Vous l’avez dit, monsieur le ministre, un réel désaccord demeure entre l’Assemblée nationale et le Sénat sur les modalités des aides matérielles et humaines apportées aux directeurs d’école.
Selon moi, ce qui va sans dire va mieux en le disant. La réalité, c’est une compétence partagée respectueuse de chacun.
Néanmoins, le Sénat a voté en première lecture une obligation d’intervention de l’État et la suppression de toute référence aux communes et leurs groupements, puisqu’il ne veut pas sembler ajouter une charge supplémentaire aux communes. Vous vous en êtes expliqué, monsieur le ministre. Quoi qu’il en soit, c’est la position majoritaire au Sénat, et c’est l’un des points majeurs de divergence.
Selon moi, nous pourrions aboutir à une rédaction commune, chaque assemblée faisant un pas vers l’autre. Nous verrons si nous y parviendrons !

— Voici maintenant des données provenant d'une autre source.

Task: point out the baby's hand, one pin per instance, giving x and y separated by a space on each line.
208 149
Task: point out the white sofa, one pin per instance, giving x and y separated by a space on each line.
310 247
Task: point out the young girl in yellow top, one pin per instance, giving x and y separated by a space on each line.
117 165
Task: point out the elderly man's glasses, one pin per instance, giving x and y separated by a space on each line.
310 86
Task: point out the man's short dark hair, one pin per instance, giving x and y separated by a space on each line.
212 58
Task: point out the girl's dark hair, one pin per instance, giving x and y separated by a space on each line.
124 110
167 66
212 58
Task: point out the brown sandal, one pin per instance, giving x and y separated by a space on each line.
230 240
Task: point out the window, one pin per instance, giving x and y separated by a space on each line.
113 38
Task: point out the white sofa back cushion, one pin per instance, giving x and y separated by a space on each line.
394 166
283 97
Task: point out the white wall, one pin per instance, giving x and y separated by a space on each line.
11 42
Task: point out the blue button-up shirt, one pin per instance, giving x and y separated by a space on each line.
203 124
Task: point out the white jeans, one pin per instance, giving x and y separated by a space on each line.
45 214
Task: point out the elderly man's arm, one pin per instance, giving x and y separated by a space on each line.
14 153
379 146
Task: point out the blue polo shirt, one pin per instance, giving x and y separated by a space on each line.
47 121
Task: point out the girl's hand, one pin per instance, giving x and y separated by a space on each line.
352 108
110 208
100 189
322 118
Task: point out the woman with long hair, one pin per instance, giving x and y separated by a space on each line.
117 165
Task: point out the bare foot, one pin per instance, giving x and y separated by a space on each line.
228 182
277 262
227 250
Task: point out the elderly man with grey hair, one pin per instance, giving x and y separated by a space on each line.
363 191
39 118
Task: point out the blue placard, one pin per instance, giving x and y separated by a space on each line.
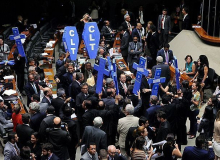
91 37
71 40
141 70
101 72
155 81
17 37
112 67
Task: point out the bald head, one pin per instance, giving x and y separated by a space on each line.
111 151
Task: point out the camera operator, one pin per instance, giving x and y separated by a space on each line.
59 138
197 152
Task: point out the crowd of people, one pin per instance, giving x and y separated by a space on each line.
112 126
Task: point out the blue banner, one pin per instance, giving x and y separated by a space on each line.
71 41
91 37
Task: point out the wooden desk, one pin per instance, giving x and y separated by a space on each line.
48 73
204 36
182 76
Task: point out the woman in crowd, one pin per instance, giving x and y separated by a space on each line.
206 124
16 116
190 67
35 145
194 109
202 73
137 151
216 143
170 149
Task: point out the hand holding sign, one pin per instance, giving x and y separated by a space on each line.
71 41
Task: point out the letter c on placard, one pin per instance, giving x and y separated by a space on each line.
90 29
71 33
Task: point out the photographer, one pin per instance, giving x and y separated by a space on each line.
59 138
197 152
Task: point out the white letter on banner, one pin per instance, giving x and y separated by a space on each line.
71 33
71 40
90 37
92 46
73 50
90 29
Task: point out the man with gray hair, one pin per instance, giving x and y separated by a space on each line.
165 70
36 116
95 134
124 124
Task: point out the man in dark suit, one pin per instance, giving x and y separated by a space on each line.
131 18
198 153
47 122
79 105
11 150
95 134
153 43
24 131
91 153
68 111
60 139
151 113
75 87
124 42
47 152
31 88
36 116
164 127
134 51
114 154
47 96
165 70
89 115
122 85
60 72
166 54
164 27
137 32
107 31
186 20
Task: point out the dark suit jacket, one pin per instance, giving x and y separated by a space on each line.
163 131
195 153
165 72
186 23
57 103
96 135
24 133
30 91
60 139
162 54
75 89
154 43
124 44
134 54
45 100
167 25
105 32
36 120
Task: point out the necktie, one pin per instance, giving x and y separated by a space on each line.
34 87
162 20
167 58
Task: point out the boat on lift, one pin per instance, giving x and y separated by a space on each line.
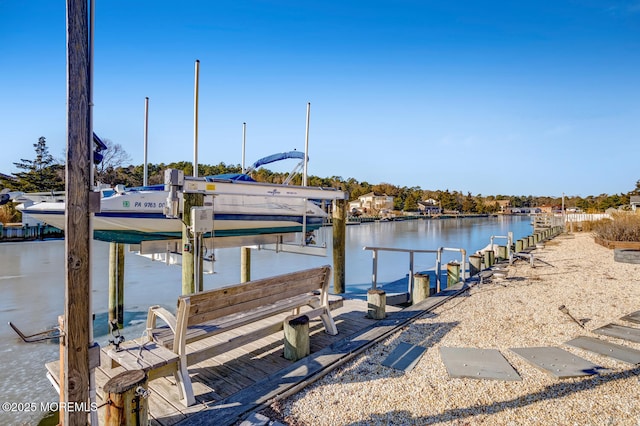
241 207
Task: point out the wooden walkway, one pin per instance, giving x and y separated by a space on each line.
230 386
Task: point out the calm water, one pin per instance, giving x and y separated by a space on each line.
32 286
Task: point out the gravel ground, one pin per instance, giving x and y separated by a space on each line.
518 311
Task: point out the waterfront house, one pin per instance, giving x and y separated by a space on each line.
371 204
429 207
505 206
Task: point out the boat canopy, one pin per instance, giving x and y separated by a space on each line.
276 157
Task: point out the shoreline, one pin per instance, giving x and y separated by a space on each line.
519 311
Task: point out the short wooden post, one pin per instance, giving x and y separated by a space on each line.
376 304
453 273
489 258
339 221
245 264
502 253
296 337
126 403
116 283
475 264
421 287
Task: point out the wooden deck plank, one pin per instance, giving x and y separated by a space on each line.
305 371
229 384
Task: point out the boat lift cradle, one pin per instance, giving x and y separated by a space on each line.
177 183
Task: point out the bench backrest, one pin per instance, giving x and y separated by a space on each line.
211 304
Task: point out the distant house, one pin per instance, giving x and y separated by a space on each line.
429 207
371 204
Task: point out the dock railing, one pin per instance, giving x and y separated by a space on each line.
438 252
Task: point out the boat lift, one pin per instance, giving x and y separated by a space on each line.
169 251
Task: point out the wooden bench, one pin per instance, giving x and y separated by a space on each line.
194 333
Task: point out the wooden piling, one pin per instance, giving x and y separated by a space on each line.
421 287
376 304
78 185
116 283
339 220
489 258
453 273
475 264
296 337
188 245
502 253
245 264
125 403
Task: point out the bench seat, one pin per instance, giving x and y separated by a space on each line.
194 333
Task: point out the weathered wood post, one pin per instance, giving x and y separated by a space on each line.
116 283
78 185
188 244
245 264
453 273
489 258
126 401
475 264
339 219
296 337
502 253
421 287
62 364
376 304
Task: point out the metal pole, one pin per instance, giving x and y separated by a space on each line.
306 147
195 120
145 180
374 274
244 142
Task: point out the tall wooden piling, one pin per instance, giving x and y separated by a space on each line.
188 245
245 264
475 264
116 283
77 312
339 219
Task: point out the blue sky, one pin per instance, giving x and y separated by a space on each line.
488 97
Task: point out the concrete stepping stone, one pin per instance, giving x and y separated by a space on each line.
404 357
619 352
620 331
557 362
632 317
476 363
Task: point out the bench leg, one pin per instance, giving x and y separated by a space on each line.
184 383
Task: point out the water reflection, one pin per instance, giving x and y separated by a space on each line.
32 278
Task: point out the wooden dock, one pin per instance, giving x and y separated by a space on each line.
231 386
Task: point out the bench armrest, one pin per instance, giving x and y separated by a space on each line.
159 312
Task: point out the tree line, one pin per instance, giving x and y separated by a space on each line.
44 174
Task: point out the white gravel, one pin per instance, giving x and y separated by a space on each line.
519 311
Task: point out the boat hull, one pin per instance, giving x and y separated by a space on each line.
139 216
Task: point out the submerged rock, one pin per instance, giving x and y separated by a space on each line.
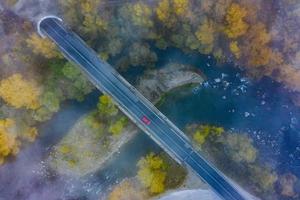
155 83
287 184
82 151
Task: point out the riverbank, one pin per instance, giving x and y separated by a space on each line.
80 152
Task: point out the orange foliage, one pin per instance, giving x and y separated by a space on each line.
164 13
256 49
181 7
235 50
8 143
42 46
19 92
235 25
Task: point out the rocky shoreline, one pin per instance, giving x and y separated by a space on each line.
153 85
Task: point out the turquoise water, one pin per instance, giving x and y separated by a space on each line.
262 109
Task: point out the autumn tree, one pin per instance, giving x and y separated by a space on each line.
164 13
9 145
84 15
141 14
263 177
202 132
18 92
43 47
235 49
181 7
206 35
235 25
256 48
152 173
240 148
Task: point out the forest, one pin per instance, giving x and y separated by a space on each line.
35 79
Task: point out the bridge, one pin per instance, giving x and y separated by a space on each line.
142 112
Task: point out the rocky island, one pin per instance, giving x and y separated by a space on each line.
93 140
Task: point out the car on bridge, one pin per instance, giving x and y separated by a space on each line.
145 120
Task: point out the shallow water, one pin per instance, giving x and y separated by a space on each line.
262 109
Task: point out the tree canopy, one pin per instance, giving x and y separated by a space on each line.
9 145
152 173
235 25
19 92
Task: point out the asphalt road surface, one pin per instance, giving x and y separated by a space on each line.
136 107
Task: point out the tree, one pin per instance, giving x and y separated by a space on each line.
239 148
235 50
19 92
9 145
164 14
141 15
202 132
181 7
256 48
86 14
206 35
106 106
42 47
235 26
152 173
263 177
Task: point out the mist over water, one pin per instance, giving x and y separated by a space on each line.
33 10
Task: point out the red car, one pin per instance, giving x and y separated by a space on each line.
146 120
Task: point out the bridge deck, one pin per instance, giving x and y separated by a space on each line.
135 106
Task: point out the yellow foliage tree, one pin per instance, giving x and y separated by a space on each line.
19 92
206 35
256 49
181 7
164 14
92 21
9 145
42 46
30 134
152 173
235 50
141 14
85 16
235 26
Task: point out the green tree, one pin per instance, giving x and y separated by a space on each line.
202 132
117 127
152 173
106 106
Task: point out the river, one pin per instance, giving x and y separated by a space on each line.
261 109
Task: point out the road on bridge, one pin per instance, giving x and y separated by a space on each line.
135 106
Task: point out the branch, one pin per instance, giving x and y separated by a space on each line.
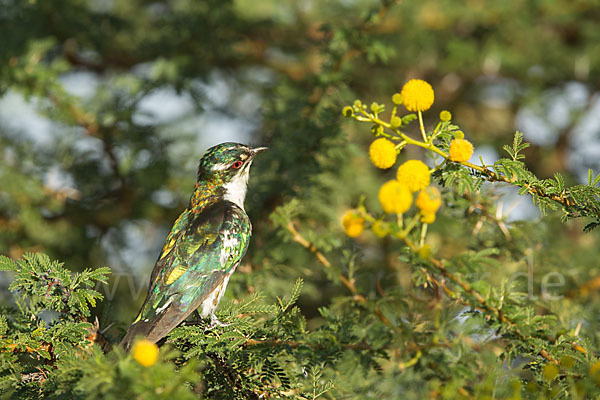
296 237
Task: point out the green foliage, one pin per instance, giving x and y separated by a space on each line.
485 305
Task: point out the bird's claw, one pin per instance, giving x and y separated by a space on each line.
214 321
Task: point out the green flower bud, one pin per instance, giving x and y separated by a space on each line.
445 116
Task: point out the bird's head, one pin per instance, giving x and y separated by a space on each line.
226 166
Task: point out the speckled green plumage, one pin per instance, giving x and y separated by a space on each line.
205 245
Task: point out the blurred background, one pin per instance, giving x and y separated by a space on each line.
107 106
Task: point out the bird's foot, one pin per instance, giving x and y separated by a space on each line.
214 321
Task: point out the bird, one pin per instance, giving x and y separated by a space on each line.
204 247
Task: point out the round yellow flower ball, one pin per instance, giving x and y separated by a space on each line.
460 150
382 153
414 174
395 198
445 116
379 229
353 224
429 200
417 95
427 218
145 352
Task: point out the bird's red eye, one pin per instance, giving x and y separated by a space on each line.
237 165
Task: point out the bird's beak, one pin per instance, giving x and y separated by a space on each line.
257 150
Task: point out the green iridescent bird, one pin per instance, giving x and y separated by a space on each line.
204 247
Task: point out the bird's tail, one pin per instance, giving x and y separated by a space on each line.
137 329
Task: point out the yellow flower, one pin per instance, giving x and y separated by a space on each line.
145 352
417 95
427 217
414 174
460 150
429 200
379 229
445 116
353 224
395 198
382 153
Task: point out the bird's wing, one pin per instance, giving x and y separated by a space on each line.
199 253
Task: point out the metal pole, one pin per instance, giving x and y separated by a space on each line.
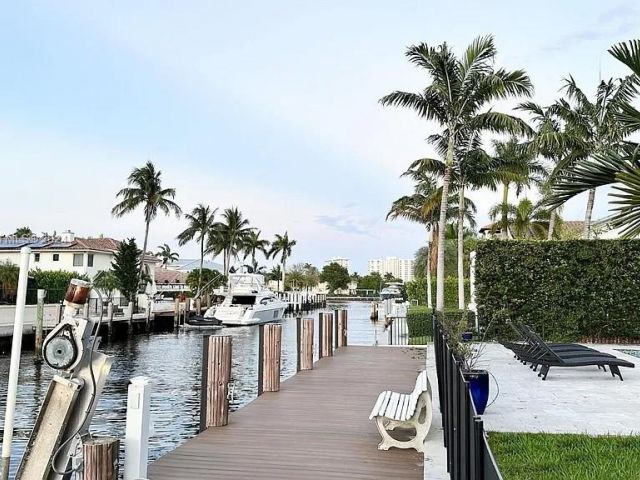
136 442
16 347
39 324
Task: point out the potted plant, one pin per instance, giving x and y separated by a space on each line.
469 354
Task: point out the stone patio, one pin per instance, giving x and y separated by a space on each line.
571 400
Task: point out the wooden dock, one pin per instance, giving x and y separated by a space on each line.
315 427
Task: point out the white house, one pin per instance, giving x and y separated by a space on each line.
86 256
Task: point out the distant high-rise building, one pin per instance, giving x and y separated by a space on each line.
343 262
398 267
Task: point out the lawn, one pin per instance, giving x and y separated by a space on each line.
543 456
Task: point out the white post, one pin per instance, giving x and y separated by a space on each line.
136 441
16 347
472 285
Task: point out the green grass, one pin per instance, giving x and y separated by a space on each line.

Nous sommes nombreux, dans cet hémicycle, à vouloir améliorer la situation des directeurs d’école. Le texte est attendu par les principaux concernés, et il ne faudrait pas qu’il bute sur un sujet certes important, mais qui ne constitue pas le cœur du texte. Nous avons la possibilité d’avancer ensemble, et c’est dans cet esprit que votre rapporteur a voulu travailler.
Monsieur le ministre, mes chers collègues, je nous souhaite des débats sereins, dans l’esprit des travaux menés en commission. (Applaudissements sur les travées du groupe RDPI. – MM. Max Brisson et Cédric Vial applaudissent également.)